I would imagine Intel engies knew about it, but the marketing dept extrapolated a bit too much from what the engineers expected. Plus, when unknown, most projections are linear with big bags of error associated, but they never say that explicitly. They used base assumptions that didn't turn out to be true in the long run.

In any case, one thing I know for sure; no matter the amount of conjecture we make, we will never be at the same level of the engies on either side can make (in terms of "predictions", as some people like to call). Educated guesses at best? 😛

Cheers!
 


To be fair, no scientist or company has ever been correct about predicting the future. AMD thought that Core 2 was going to be the same joke as Netburst and wasn't worried.

In the 50s and 60s we were supposed to have jet packs, nuclear driven cars that also flew and tons of wondrous technologies.

I am sure people who were kids then are disappointed and bitter.
 


Also, flying cars btw. :)
 


Yeah, Howard Stark even demo'd his... (langauge) lied to us

Language Edit. Remember, this is a family friendly forum.
 


In hindsight? Sure. But that was the plan, and the entire architecture was designed around high clocks. Goes to show how much physics remains a limiting factor, even after additional process shrinks and power optimizations.
 
http://www.pcper.com/news/Processors/Leaked-Geekbench-Results-AMD-Zen-Performance-Extrapolated?destination=node/66172#comment-308881

Specifically:


graph3.png


AES numbers make sense, given AMD has dedicated resources on the CPU die. For all other tasks, you see performance 10-30% slower then IB at the same clocks.

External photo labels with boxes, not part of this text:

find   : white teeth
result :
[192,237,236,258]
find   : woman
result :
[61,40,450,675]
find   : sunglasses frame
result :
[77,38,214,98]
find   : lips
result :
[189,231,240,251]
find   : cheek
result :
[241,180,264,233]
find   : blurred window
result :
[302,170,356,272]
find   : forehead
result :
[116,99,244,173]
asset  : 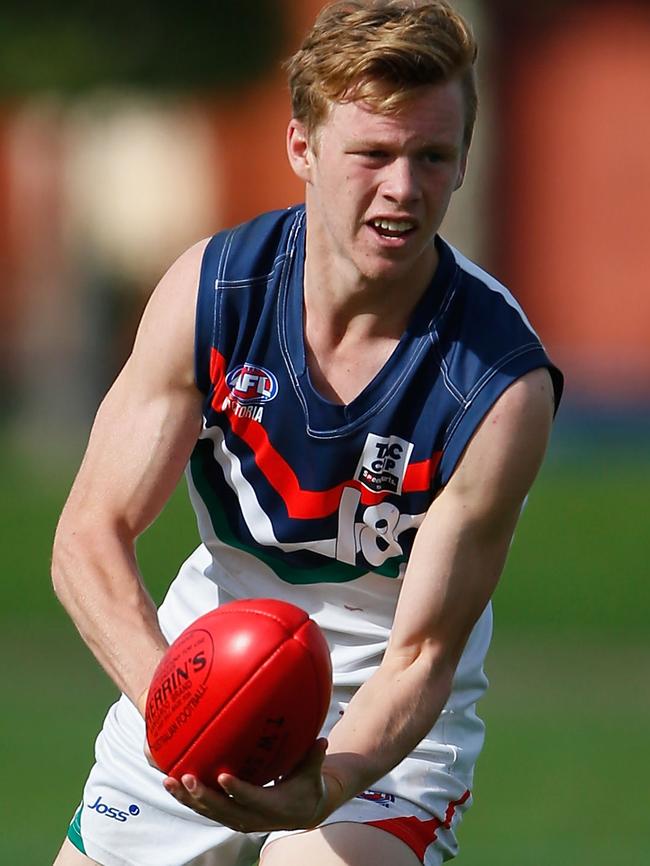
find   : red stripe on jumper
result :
[364,790,471,863]
[210,348,441,519]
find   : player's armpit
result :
[388,369,554,668]
[323,370,553,797]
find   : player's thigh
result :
[260,821,422,866]
[53,839,99,866]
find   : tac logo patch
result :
[226,364,278,406]
[355,433,413,493]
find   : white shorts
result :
[68,548,492,866]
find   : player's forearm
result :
[52,521,167,704]
[323,654,454,806]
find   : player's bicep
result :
[384,370,553,666]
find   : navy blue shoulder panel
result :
[194,206,302,394]
[435,251,563,485]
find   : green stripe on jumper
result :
[68,803,86,854]
[190,442,404,584]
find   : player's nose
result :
[382,156,422,204]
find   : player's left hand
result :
[163,738,339,833]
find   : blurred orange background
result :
[0,0,650,448]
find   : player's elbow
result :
[384,640,459,695]
[51,515,83,606]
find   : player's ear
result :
[287,117,313,183]
[454,148,467,191]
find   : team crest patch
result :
[355,433,413,493]
[226,364,278,406]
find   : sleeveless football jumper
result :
[69,206,562,866]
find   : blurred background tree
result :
[0,0,287,97]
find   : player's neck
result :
[304,252,438,343]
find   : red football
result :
[146,598,332,787]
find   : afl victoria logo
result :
[226,364,278,405]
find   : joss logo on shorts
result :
[226,364,278,404]
[88,795,140,823]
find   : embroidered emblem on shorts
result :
[88,794,140,824]
[357,791,395,809]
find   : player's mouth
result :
[368,217,417,241]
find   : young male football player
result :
[53,0,561,866]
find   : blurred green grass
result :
[0,438,650,866]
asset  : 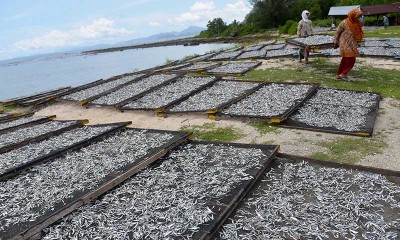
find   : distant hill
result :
[113,26,206,47]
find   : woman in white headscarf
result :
[297,10,314,63]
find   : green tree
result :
[207,18,227,36]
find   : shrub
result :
[313,19,332,27]
[279,20,297,34]
[288,23,297,35]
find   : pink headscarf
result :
[346,8,364,40]
[301,10,310,22]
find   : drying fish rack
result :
[0,121,132,181]
[0,112,34,124]
[190,141,279,239]
[0,87,72,107]
[60,73,148,105]
[4,129,189,239]
[118,77,220,117]
[172,63,221,74]
[286,35,333,52]
[0,119,89,154]
[165,79,264,120]
[217,82,319,124]
[280,91,380,137]
[207,62,262,77]
[216,153,400,239]
[83,73,183,109]
[0,113,56,134]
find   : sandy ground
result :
[36,58,400,171]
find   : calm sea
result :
[0,44,233,100]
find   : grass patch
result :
[310,138,386,164]
[0,105,16,113]
[181,123,243,142]
[250,120,280,134]
[246,58,400,99]
[364,26,400,38]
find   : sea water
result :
[0,44,233,101]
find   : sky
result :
[0,0,251,60]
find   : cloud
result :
[190,1,216,12]
[148,21,161,27]
[14,18,129,50]
[174,0,251,25]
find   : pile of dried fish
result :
[0,116,47,130]
[257,40,277,47]
[44,144,269,239]
[266,47,298,58]
[363,40,388,47]
[160,63,189,71]
[388,39,400,48]
[263,43,286,51]
[208,62,260,74]
[169,81,260,112]
[358,47,395,57]
[179,62,218,71]
[0,130,174,238]
[236,48,267,59]
[319,48,340,56]
[124,76,215,109]
[289,89,380,132]
[289,35,334,46]
[289,103,371,132]
[222,83,313,117]
[210,50,243,60]
[219,162,400,240]
[89,74,178,105]
[242,44,263,52]
[61,74,142,101]
[0,125,113,174]
[0,113,10,118]
[186,53,215,62]
[0,121,77,148]
[308,88,380,108]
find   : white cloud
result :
[148,21,161,27]
[173,0,251,26]
[190,1,216,12]
[14,18,129,50]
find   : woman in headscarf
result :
[297,10,313,63]
[334,8,364,80]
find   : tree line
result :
[199,0,399,37]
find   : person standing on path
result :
[333,8,364,80]
[297,10,314,63]
[383,15,389,28]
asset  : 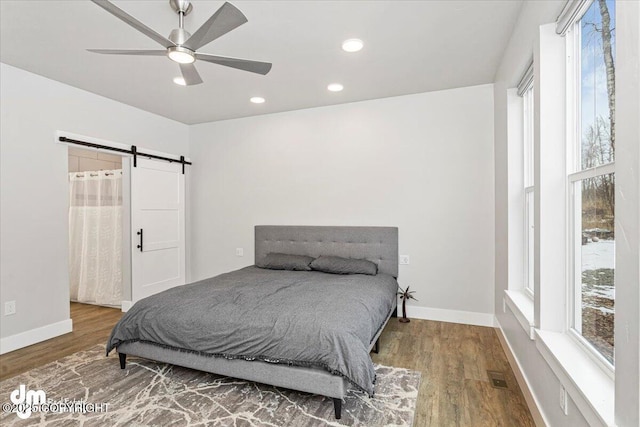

If true (And that's a BIG if), Zen likely doesn't even match Sandy Bridge IPC levels.

EDIT

I want to make this very clear, if these results are accurate, Zen won't even beat Sandy Bridge head to head. This would be significantly below even my worst-case estimations for Zen's performance.

There's a side of me that says the results are so bad, they can't possibly be real. Then again, I said the same thing in regards to Bulldozer when the first real numbers started to leak.
 
His numbers are skewed badly:

1.- "The results from Geekbench show performance from a two physical processor system and a total of 64 cores running at 1.44 GHz" -> "If we assume perfect clock speed scaling, we can guess at performance levels that AMD Zen might see at various clocks."

Everything else is a waste of time IMO. If you're going to write an article with that *fat* assumption, might as well don't. Given the information that was released by AMD and how their designs have been in the past, they don't have linear scaling. Far from it. Plus, does geekbench even scale linearly with speed?

If there is salt to be used, this is when.

Cheers!
 
There's this too - looks like it could be a Zen mobile processor. It says 4 cores, but it has to be 2 cores / 4 threads @ 2.3GHz:

http://browser.primatelabs.com/v4/cpu/199148

Compare that to an i3 6100u @ 2.3GHz which does about 40% better on a single and multi-threaded.

http://browser.primatelabs.com/v4/cpu/220450

Lastly, 4 "48 core" engineering samples @2.1GHz

http://browser.primatelabs.com/v4/cpu/135457

The multicore score is only 10X the single-core, which is odd.

If these results are real, it would suggest that Zen is not particularly good at Geekbench. What any of this actually means is anyone's guess.
 


You can solve for clockspeed in this case easily enough; you solve for IPC, then replace the clockspeed in the equation and solve for performance.

Secondly, Intel doesn't get linear gains with clock either. No one does, due to interchip communication issues. Should affect both roughly equally.

Easy way to confirm any bias: Just underclock an i7 and run the Geekbench suite, and compare against Zen at the same clock. Easy enough to solve for IPC, factoring in the differing core counts.
 


The mobile part is not Zen- it's listed as 'Family 21' which is Bulldozer 😛

Also look at the caches... 2mb l2 and no l3. That is not Zen.

Also the '48 core' leak- That is listed as Family 16 (which is K10) so that's probably one of the old 'magny cores' processors from ages ago.